Title MuseJazz Font is missing German Umlaute äöü and ß Before we fix the font, we need to fix the kerning in general

Hello,

even when I use Times New Roman, the text that MuseScore prints isn't right.

I printed the line: "This arrangement: © 2011 Jörg Knobloch" four times:
1) in Open Office on Windows
2) in MuseScore on Windows
3) in LibreOffice on Linux
4) in MuseScore on Linux.

Yes, I have the MS fonts for Linux. Yes, they are a little different from the Windows versions.

BUT:
If you compare Open/Libre Office with MusScore both on Windows and Linux you notice, that the MuseScore print is somewhat suboptimal.

Look at this:
There is too much space between the "K" and the "n", in O/L Office they touch, in MuseScore they don't
There is too little space between the "l" and the "o". It looks too close in MuseScore.
Or compare the word "Printed".

So before we invest time in fixing any font or kerning, we need to assure that fonts are handled correctly in general.

Attachment Size
kerning.tif_.zip 1.87 MB

My understanding is that kerning is handling by the Qt libraries, and there is little MuseScore can do about it.
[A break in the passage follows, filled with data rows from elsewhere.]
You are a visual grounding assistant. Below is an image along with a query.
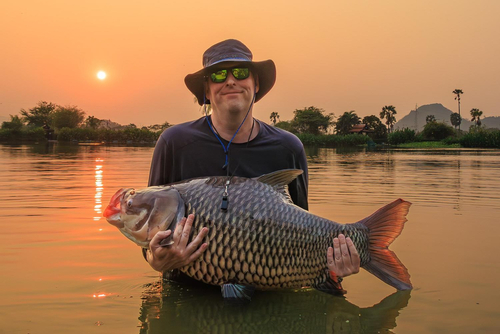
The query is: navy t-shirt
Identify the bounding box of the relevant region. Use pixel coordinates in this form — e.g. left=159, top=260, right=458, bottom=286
left=149, top=117, right=308, bottom=210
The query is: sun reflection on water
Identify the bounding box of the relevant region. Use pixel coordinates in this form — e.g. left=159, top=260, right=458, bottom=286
left=94, top=158, right=104, bottom=223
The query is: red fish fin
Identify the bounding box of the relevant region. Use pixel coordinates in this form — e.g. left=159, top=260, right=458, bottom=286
left=359, top=199, right=412, bottom=290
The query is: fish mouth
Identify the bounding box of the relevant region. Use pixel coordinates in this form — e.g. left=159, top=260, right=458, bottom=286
left=103, top=188, right=129, bottom=228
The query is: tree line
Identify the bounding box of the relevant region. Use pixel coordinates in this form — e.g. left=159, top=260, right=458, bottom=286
left=0, top=101, right=172, bottom=142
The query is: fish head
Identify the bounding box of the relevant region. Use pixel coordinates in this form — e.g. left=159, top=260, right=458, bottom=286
left=103, top=187, right=185, bottom=247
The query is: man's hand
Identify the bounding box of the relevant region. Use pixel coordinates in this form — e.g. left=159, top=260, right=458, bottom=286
left=327, top=234, right=360, bottom=277
left=147, top=215, right=208, bottom=272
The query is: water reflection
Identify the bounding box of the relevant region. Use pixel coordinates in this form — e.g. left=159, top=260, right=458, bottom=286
left=94, top=158, right=104, bottom=222
left=139, top=282, right=410, bottom=334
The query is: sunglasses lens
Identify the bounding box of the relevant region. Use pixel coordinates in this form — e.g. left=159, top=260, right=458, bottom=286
left=231, top=67, right=250, bottom=80
left=210, top=70, right=227, bottom=83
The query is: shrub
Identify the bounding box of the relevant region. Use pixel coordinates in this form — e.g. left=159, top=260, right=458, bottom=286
left=57, top=128, right=161, bottom=143
left=387, top=128, right=416, bottom=145
left=0, top=127, right=45, bottom=141
left=459, top=130, right=500, bottom=148
left=421, top=122, right=455, bottom=141
left=297, top=133, right=370, bottom=147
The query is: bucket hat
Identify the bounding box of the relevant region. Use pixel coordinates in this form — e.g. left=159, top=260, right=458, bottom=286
left=184, top=39, right=276, bottom=106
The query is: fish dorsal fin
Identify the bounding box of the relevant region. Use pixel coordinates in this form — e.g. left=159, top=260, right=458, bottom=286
left=255, top=169, right=304, bottom=204
left=256, top=169, right=304, bottom=187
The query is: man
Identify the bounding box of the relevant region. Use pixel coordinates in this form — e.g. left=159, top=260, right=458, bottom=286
left=145, top=40, right=359, bottom=291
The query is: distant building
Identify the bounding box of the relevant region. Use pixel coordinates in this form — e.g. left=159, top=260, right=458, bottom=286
left=349, top=124, right=374, bottom=135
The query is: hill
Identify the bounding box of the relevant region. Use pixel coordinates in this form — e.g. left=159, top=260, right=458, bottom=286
left=394, top=103, right=500, bottom=131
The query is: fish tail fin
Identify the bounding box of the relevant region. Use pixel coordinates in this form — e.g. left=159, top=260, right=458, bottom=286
left=358, top=199, right=412, bottom=290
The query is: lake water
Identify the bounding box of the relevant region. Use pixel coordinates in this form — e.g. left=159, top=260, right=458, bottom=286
left=0, top=144, right=500, bottom=333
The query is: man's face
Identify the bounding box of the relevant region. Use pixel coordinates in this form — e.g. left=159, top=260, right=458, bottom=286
left=206, top=63, right=259, bottom=113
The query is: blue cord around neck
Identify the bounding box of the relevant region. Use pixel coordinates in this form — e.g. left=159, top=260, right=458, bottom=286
left=203, top=93, right=256, bottom=170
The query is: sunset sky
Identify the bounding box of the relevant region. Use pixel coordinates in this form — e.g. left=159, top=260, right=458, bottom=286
left=0, top=0, right=500, bottom=126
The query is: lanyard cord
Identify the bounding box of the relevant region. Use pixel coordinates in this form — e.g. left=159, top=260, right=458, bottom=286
left=203, top=93, right=257, bottom=212
left=203, top=93, right=255, bottom=176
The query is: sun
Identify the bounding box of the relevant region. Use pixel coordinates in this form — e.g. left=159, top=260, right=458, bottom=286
left=97, top=71, right=106, bottom=80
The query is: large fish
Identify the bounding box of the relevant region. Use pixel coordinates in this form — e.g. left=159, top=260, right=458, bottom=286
left=104, top=170, right=412, bottom=293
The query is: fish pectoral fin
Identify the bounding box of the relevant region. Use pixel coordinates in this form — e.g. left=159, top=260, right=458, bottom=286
left=314, top=272, right=347, bottom=296
left=221, top=283, right=255, bottom=302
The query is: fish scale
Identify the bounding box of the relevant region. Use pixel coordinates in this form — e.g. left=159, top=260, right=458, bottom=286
left=104, top=170, right=412, bottom=293
left=173, top=177, right=370, bottom=289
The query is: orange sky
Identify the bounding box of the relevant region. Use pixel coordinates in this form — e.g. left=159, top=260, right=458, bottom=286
left=0, top=0, right=500, bottom=125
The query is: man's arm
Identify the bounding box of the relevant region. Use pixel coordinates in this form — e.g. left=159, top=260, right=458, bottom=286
left=146, top=215, right=208, bottom=272
left=143, top=135, right=208, bottom=272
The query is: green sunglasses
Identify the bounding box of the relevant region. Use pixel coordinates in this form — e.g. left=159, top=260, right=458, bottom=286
left=210, top=67, right=250, bottom=83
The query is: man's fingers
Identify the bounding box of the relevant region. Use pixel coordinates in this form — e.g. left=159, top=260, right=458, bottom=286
left=339, top=234, right=351, bottom=267
left=186, top=227, right=208, bottom=254
left=174, top=217, right=187, bottom=242
left=149, top=230, right=172, bottom=249
left=179, top=214, right=194, bottom=248
left=333, top=238, right=342, bottom=264
left=326, top=247, right=337, bottom=272
left=189, top=243, right=208, bottom=263
left=346, top=238, right=361, bottom=273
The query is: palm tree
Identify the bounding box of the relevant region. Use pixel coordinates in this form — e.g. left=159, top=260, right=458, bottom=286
left=452, top=88, right=464, bottom=131
left=380, top=105, right=397, bottom=133
left=450, top=112, right=462, bottom=131
left=470, top=108, right=483, bottom=126
left=335, top=110, right=361, bottom=135
left=425, top=115, right=436, bottom=123
left=269, top=111, right=280, bottom=125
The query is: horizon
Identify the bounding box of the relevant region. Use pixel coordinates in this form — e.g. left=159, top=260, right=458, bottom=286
left=0, top=0, right=500, bottom=127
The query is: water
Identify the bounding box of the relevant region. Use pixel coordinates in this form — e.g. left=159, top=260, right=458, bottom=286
left=0, top=144, right=500, bottom=333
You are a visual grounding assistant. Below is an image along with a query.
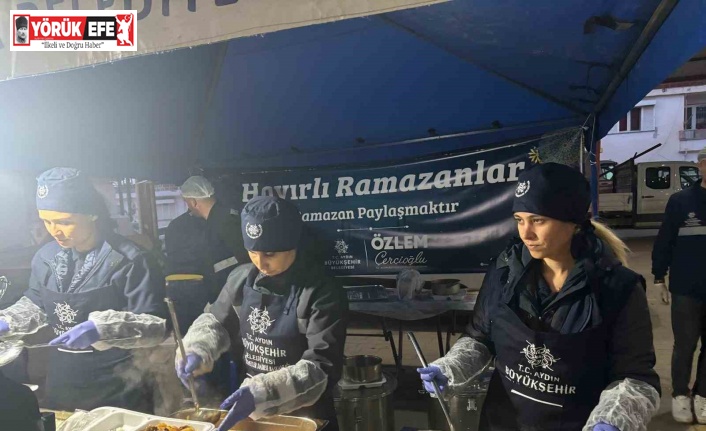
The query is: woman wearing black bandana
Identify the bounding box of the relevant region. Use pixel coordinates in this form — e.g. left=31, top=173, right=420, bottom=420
left=418, top=163, right=660, bottom=431
left=0, top=168, right=166, bottom=412
left=176, top=196, right=348, bottom=431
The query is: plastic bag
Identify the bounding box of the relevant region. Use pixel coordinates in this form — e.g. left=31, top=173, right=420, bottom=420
left=397, top=269, right=424, bottom=301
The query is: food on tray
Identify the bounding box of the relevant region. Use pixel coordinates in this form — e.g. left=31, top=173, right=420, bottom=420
left=143, top=422, right=196, bottom=431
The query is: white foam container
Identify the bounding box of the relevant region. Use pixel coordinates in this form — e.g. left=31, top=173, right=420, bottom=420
left=79, top=407, right=216, bottom=431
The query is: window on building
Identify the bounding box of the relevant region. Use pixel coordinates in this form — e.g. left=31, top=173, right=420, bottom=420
left=645, top=166, right=672, bottom=190
left=610, top=105, right=655, bottom=133
left=684, top=105, right=706, bottom=130
left=679, top=166, right=699, bottom=189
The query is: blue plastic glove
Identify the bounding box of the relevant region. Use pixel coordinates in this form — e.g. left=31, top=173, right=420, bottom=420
left=49, top=320, right=101, bottom=350
left=176, top=353, right=203, bottom=389
left=217, top=386, right=255, bottom=431
left=417, top=365, right=449, bottom=394
left=0, top=320, right=10, bottom=335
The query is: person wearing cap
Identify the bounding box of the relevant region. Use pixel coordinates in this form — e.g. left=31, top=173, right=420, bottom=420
left=15, top=16, right=28, bottom=45
left=180, top=176, right=250, bottom=289
left=652, top=148, right=706, bottom=424
left=176, top=196, right=348, bottom=430
left=0, top=168, right=166, bottom=412
left=418, top=163, right=660, bottom=431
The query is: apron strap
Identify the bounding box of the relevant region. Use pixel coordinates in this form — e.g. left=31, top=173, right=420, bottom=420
left=284, top=285, right=297, bottom=315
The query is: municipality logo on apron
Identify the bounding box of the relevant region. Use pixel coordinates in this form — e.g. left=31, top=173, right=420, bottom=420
left=54, top=302, right=78, bottom=325
left=248, top=307, right=275, bottom=335
left=522, top=341, right=560, bottom=371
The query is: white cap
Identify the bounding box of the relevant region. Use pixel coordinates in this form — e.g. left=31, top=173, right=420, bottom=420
left=179, top=176, right=215, bottom=199
left=696, top=147, right=706, bottom=161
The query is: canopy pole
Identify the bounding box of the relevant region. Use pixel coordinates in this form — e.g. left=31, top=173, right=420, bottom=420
left=588, top=116, right=601, bottom=219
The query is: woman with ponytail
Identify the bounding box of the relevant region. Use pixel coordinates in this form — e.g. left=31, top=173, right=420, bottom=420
left=418, top=163, right=660, bottom=431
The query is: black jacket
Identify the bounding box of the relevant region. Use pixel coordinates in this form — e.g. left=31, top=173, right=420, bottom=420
left=206, top=201, right=250, bottom=264
left=466, top=236, right=660, bottom=392
left=25, top=234, right=167, bottom=318
left=652, top=181, right=706, bottom=300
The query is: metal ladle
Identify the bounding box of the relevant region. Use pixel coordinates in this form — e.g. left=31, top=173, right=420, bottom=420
left=407, top=331, right=454, bottom=431
left=164, top=288, right=221, bottom=424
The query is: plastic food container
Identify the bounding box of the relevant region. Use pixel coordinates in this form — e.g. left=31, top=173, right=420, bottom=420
left=75, top=407, right=216, bottom=431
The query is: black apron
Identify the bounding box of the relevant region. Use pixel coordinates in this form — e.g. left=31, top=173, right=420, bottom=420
left=239, top=271, right=338, bottom=431
left=42, top=286, right=152, bottom=413
left=479, top=290, right=609, bottom=431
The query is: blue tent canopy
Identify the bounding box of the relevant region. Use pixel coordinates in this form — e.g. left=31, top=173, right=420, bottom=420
left=0, top=0, right=706, bottom=182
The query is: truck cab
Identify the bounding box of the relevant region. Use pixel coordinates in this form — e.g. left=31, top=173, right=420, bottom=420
left=598, top=161, right=699, bottom=228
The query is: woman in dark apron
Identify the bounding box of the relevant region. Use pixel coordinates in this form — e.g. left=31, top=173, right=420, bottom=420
left=177, top=197, right=348, bottom=430
left=418, top=163, right=660, bottom=431
left=0, top=168, right=166, bottom=412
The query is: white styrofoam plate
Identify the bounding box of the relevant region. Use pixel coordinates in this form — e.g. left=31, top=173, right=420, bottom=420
left=78, top=407, right=215, bottom=431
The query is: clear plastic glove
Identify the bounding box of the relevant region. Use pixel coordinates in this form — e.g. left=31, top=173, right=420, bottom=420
left=176, top=353, right=203, bottom=389
left=417, top=365, right=449, bottom=394
left=0, top=320, right=10, bottom=335
left=49, top=320, right=101, bottom=350
left=217, top=386, right=255, bottom=431
left=655, top=283, right=672, bottom=304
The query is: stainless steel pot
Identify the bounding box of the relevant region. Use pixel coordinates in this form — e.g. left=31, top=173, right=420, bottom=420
left=429, top=392, right=485, bottom=431
left=429, top=371, right=492, bottom=431
left=343, top=355, right=382, bottom=383
left=333, top=374, right=397, bottom=431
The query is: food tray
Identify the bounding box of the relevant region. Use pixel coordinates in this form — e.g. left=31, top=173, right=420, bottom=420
left=79, top=407, right=215, bottom=431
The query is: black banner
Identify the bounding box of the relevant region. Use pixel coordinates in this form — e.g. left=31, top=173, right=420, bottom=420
left=220, top=129, right=579, bottom=275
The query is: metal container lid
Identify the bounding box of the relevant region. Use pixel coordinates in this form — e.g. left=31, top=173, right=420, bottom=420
left=333, top=373, right=397, bottom=401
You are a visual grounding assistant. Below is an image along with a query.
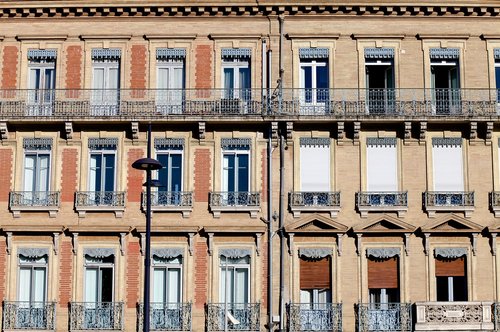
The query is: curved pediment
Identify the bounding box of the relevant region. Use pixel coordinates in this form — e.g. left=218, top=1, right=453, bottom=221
left=353, top=215, right=417, bottom=233
left=285, top=214, right=349, bottom=233
left=421, top=213, right=484, bottom=233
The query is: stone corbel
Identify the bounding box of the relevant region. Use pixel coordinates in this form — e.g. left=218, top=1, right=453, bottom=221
left=120, top=233, right=127, bottom=256
left=424, top=233, right=431, bottom=256
left=288, top=233, right=295, bottom=256
left=0, top=122, right=9, bottom=139
left=208, top=233, right=214, bottom=256
left=356, top=233, right=363, bottom=256
left=73, top=233, right=78, bottom=255
left=404, top=233, right=410, bottom=256
left=255, top=233, right=262, bottom=256
left=471, top=233, right=479, bottom=256
left=188, top=233, right=194, bottom=256
left=337, top=233, right=344, bottom=257
left=64, top=122, right=73, bottom=139
left=130, top=121, right=139, bottom=139
left=5, top=232, right=12, bottom=255
left=491, top=233, right=497, bottom=256
left=198, top=121, right=206, bottom=139
left=52, top=233, right=59, bottom=255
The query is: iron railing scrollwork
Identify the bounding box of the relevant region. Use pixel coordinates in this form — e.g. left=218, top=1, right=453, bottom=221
left=357, top=303, right=412, bottom=332
left=9, top=191, right=60, bottom=208
left=356, top=191, right=408, bottom=207
left=210, top=191, right=260, bottom=207
left=137, top=302, right=191, bottom=331
left=287, top=303, right=342, bottom=332
left=424, top=191, right=474, bottom=207
left=3, top=301, right=56, bottom=331
left=75, top=191, right=125, bottom=207
left=288, top=191, right=340, bottom=207
left=69, top=302, right=124, bottom=331
left=206, top=303, right=260, bottom=332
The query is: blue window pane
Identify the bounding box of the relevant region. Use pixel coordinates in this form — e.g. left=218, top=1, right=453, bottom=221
left=238, top=154, right=248, bottom=191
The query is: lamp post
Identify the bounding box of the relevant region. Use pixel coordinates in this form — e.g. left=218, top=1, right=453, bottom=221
left=132, top=123, right=163, bottom=332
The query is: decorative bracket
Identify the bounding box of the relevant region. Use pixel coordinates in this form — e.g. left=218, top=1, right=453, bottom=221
left=73, top=233, right=78, bottom=255
left=208, top=233, right=214, bottom=256
left=64, top=122, right=73, bottom=139
left=404, top=233, right=410, bottom=256
left=198, top=121, right=206, bottom=139
left=424, top=233, right=431, bottom=256
left=131, top=121, right=139, bottom=139
left=472, top=233, right=479, bottom=256
left=6, top=232, right=12, bottom=255
left=120, top=233, right=127, bottom=256
left=188, top=233, right=194, bottom=256
left=0, top=122, right=9, bottom=139
left=356, top=233, right=363, bottom=256
left=288, top=233, right=294, bottom=256
left=255, top=233, right=262, bottom=256
left=52, top=233, right=59, bottom=255
left=337, top=233, right=344, bottom=257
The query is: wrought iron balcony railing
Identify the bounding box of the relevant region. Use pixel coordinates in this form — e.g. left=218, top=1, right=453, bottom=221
left=357, top=303, right=412, bottom=332
left=423, top=191, right=474, bottom=217
left=209, top=191, right=260, bottom=218
left=207, top=303, right=260, bottom=332
left=415, top=302, right=495, bottom=331
left=287, top=303, right=342, bottom=332
left=3, top=301, right=56, bottom=331
left=137, top=302, right=191, bottom=331
left=0, top=88, right=500, bottom=120
left=69, top=302, right=124, bottom=331
left=288, top=191, right=340, bottom=218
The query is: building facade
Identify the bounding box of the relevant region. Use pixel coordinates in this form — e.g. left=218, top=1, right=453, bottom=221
left=0, top=0, right=500, bottom=332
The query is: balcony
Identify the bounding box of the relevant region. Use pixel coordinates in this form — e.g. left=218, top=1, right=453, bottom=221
left=288, top=303, right=342, bottom=332
left=357, top=303, right=412, bottom=332
left=69, top=302, right=124, bottom=331
left=3, top=301, right=56, bottom=331
left=137, top=303, right=191, bottom=331
left=207, top=303, right=260, bottom=332
left=288, top=191, right=340, bottom=218
left=209, top=191, right=260, bottom=218
left=415, top=302, right=494, bottom=332
left=75, top=191, right=125, bottom=218
left=0, top=88, right=500, bottom=121
left=9, top=191, right=60, bottom=218
left=142, top=191, right=193, bottom=218
left=423, top=191, right=474, bottom=218
left=356, top=191, right=408, bottom=218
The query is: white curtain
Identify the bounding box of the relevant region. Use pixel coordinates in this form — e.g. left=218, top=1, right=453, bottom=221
left=300, top=145, right=330, bottom=191
left=432, top=145, right=464, bottom=191
left=366, top=145, right=399, bottom=191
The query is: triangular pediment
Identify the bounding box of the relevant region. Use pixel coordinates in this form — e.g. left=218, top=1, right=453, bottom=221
left=422, top=213, right=484, bottom=233
left=285, top=215, right=349, bottom=233
left=353, top=215, right=416, bottom=233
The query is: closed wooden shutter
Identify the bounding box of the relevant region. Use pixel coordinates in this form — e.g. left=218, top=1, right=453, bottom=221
left=436, top=257, right=466, bottom=277
left=300, top=256, right=332, bottom=289
left=368, top=256, right=399, bottom=288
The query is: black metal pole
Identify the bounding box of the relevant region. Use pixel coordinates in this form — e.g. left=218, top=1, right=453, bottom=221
left=143, top=124, right=151, bottom=332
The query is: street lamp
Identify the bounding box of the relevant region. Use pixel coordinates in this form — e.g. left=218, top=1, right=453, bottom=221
left=132, top=124, right=163, bottom=332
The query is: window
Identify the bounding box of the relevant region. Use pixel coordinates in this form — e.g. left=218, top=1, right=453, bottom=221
left=15, top=248, right=48, bottom=329
left=91, top=49, right=121, bottom=116
left=27, top=50, right=57, bottom=116
left=365, top=48, right=395, bottom=114
left=23, top=138, right=52, bottom=206
left=430, top=48, right=460, bottom=115
left=299, top=48, right=330, bottom=113
left=89, top=138, right=118, bottom=205
left=435, top=248, right=468, bottom=301
left=156, top=48, right=186, bottom=114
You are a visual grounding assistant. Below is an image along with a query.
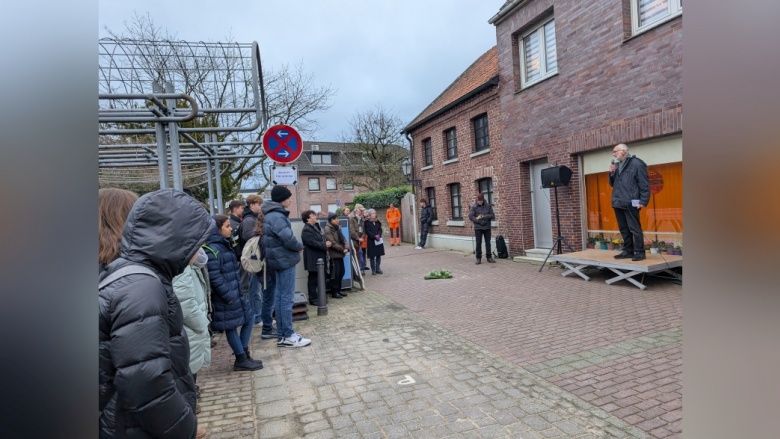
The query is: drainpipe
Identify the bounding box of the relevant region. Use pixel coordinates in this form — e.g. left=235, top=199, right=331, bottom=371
left=404, top=132, right=422, bottom=247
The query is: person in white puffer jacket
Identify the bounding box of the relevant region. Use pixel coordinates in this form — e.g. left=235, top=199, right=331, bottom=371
left=173, top=248, right=211, bottom=410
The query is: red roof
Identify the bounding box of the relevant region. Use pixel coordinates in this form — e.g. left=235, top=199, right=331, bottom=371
left=405, top=46, right=498, bottom=131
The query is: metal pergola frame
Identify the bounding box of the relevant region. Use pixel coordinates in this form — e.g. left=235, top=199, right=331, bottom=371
left=98, top=38, right=268, bottom=214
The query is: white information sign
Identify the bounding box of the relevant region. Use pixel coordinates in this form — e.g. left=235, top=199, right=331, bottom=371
left=271, top=165, right=298, bottom=185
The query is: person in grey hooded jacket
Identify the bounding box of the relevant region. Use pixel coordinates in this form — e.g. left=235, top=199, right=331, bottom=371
left=98, top=189, right=212, bottom=439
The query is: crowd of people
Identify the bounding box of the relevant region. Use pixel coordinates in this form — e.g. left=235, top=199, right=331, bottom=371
left=98, top=186, right=426, bottom=438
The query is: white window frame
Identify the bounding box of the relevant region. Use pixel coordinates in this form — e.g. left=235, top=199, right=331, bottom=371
left=518, top=16, right=556, bottom=89
left=631, top=0, right=682, bottom=35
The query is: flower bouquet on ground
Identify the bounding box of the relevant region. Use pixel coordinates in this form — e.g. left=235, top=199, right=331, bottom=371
left=425, top=268, right=452, bottom=280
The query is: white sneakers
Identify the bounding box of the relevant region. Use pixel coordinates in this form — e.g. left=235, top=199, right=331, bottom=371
left=276, top=332, right=311, bottom=348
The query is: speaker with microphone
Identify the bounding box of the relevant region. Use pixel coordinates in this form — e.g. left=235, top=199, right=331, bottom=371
left=542, top=165, right=571, bottom=189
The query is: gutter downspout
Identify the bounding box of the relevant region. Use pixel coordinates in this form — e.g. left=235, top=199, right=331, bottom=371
left=404, top=132, right=420, bottom=247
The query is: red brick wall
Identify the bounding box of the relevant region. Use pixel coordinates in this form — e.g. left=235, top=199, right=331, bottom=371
left=496, top=0, right=682, bottom=255
left=287, top=174, right=360, bottom=218
left=411, top=87, right=506, bottom=236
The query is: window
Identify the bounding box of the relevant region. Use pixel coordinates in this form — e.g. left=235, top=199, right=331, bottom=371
left=477, top=178, right=493, bottom=206
left=449, top=183, right=463, bottom=220
left=311, top=152, right=331, bottom=165
left=425, top=187, right=439, bottom=220
left=473, top=114, right=490, bottom=152
left=444, top=128, right=458, bottom=160
left=423, top=138, right=433, bottom=166
left=631, top=0, right=682, bottom=34
left=520, top=18, right=558, bottom=88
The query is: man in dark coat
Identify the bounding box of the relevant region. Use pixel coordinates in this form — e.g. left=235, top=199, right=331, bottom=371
left=263, top=185, right=311, bottom=348
left=98, top=189, right=213, bottom=439
left=301, top=210, right=331, bottom=306
left=415, top=198, right=433, bottom=250
left=469, top=194, right=496, bottom=265
left=609, top=143, right=650, bottom=261
left=325, top=213, right=349, bottom=299
left=236, top=194, right=268, bottom=325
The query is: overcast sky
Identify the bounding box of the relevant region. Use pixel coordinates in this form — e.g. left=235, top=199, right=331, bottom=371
left=99, top=0, right=504, bottom=141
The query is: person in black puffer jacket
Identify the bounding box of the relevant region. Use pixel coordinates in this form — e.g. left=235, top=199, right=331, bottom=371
left=98, top=189, right=213, bottom=439
left=203, top=215, right=263, bottom=370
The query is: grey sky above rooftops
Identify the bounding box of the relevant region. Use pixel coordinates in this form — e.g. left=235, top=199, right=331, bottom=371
left=98, top=0, right=504, bottom=141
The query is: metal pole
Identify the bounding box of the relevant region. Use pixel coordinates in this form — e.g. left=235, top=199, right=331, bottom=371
left=212, top=147, right=225, bottom=213
left=152, top=82, right=170, bottom=189
left=317, top=258, right=328, bottom=316
left=165, top=82, right=184, bottom=190
left=206, top=133, right=214, bottom=215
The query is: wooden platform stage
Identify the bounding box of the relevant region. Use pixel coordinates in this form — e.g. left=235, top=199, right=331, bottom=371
left=550, top=249, right=682, bottom=290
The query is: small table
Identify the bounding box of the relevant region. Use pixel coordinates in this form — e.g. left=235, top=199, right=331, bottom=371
left=551, top=249, right=682, bottom=290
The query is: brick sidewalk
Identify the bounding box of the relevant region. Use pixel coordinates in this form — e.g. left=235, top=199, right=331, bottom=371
left=198, top=245, right=682, bottom=438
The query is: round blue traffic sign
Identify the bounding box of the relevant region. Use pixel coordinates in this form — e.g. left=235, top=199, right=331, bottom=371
left=263, top=124, right=303, bottom=163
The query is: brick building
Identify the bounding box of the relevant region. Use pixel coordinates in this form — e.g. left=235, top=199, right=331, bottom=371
left=289, top=141, right=356, bottom=218
left=489, top=0, right=682, bottom=256
left=404, top=47, right=506, bottom=251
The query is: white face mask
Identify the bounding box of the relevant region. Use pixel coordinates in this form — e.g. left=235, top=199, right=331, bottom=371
left=192, top=247, right=209, bottom=268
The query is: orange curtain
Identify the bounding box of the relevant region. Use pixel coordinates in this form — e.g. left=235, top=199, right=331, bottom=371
left=585, top=162, right=683, bottom=242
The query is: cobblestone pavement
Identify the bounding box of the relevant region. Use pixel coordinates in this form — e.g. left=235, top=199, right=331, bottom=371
left=198, top=244, right=682, bottom=438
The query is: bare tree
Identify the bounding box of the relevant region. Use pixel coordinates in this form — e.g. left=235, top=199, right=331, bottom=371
left=339, top=106, right=409, bottom=191
left=100, top=14, right=335, bottom=199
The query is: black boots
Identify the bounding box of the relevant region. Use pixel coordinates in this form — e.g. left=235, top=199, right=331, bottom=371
left=233, top=351, right=263, bottom=371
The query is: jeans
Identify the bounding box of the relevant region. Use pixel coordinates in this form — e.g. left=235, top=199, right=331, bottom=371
left=225, top=322, right=252, bottom=356
left=306, top=271, right=319, bottom=303
left=369, top=256, right=382, bottom=272
left=276, top=266, right=295, bottom=340
left=474, top=229, right=493, bottom=259
left=249, top=273, right=263, bottom=323
left=614, top=209, right=645, bottom=254
left=417, top=224, right=430, bottom=247
left=255, top=265, right=276, bottom=334
left=328, top=258, right=344, bottom=294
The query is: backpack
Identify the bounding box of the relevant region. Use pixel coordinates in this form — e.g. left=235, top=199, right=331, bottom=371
left=241, top=235, right=265, bottom=273
left=496, top=235, right=509, bottom=259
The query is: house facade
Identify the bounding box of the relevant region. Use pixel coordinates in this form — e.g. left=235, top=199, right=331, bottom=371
left=404, top=47, right=507, bottom=251
left=489, top=0, right=682, bottom=256
left=289, top=141, right=356, bottom=218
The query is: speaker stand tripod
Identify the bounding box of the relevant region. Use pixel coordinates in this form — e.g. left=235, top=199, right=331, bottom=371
left=539, top=186, right=574, bottom=272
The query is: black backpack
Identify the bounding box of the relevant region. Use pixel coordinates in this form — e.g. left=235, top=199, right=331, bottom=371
left=496, top=235, right=509, bottom=259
I don't know if 1.1 is built with the latest Qt libraries or not; I do seem to recall something about Qt having improved kerning at some point?

Anyhow, when I was doing the kerning originally, I was having trouble getting MuseScore to pay attention to it at all so I did most of my testing in Wordpad and LibreOffice. Eventually I found an option I needed to set in FontForge to get the kerning to work with MuseScore. It's entirely possible I still didn't do this right. But since your example shows differences even with Times, I guess I won't worry about that for now.

Anyhow, I still figure it makes sense to get the kerning as good as I can, probably continuing to use Wordpad & LibreOffice but also checking in MuseScore. So I'm still aiming for end of week.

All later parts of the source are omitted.